NormLayer, param_shape support dim tags (#841)

albertz · web-flow · commit 498d0a97787c · 2021-12-07T01:41:01.000+01:00
Fix #832.
diff --git a/returnn/tf/layers/basic.py b/returnn/tf/layers/basic.py
@@ -817,10 +817,10 @@ class NormLayer(_ConcatInputLayer):
   """
   layer_class = "norm"
 
-  def __init__(self, axes, param_shape="F", scale=True, bias=True, epsilon=1e-6, **kwargs):
+  def __init__(self, axes, param_shape=NotSpecified, scale=True, bias=True, epsilon=1e-6, **kwargs):
     """
-    :param str|list[str] axes: axes over which the mean and variance are computed, e.g. "F" or "TF"

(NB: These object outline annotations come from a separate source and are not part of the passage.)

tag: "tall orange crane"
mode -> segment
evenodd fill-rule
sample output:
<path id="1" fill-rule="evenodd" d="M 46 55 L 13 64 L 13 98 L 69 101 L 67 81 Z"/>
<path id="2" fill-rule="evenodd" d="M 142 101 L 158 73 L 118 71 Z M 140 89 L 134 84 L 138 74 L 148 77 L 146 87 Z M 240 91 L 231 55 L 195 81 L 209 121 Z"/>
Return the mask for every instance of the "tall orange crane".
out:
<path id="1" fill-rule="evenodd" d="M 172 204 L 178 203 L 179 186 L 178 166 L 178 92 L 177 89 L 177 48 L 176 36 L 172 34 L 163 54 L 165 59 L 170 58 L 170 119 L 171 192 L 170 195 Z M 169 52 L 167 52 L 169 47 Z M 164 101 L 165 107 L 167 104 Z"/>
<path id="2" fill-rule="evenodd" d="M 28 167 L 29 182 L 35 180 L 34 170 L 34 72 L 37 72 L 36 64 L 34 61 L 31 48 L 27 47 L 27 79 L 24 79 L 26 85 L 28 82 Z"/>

-    :param str|list[str]|tuple[str]|int|list[int]|tuple[int] param_shape: shape of the scale and bias parameters.
+    :param Dim|str|list[Dim|str] axes: axes over which the mean and variance are computed, e.g. "F" or "TF"
+    :param Dim|str|list[Dim|str]|tuple[Dim|str] param_shape: shape of the scale and bias parameters.
       You can also refer to (static) axes of the input, such as the feature-dim.
       This is also the default, i.e. a param-shape of [F], independent of the axes to normalize over.
     :param bool scale: add trainable scale parameters
@@ -830,11 +830,20 @@ def __init__(self, axes, param_shape="F", scale=True, bias=True, epsilon=1e-6, *
     super(NormLayer, self).__init__(**kwargs)
     assert not self.input_data.sparse
     x = self.input_data.placeholder
-    assert isinstance(param_shape, str)  # not implemented otherwise yet
-    param_axes = sorted(self.input_data.get_axes_from_description(param_shape))
-    param_shape = [self.input_data.batch_shape[axis] for axis in param_axes]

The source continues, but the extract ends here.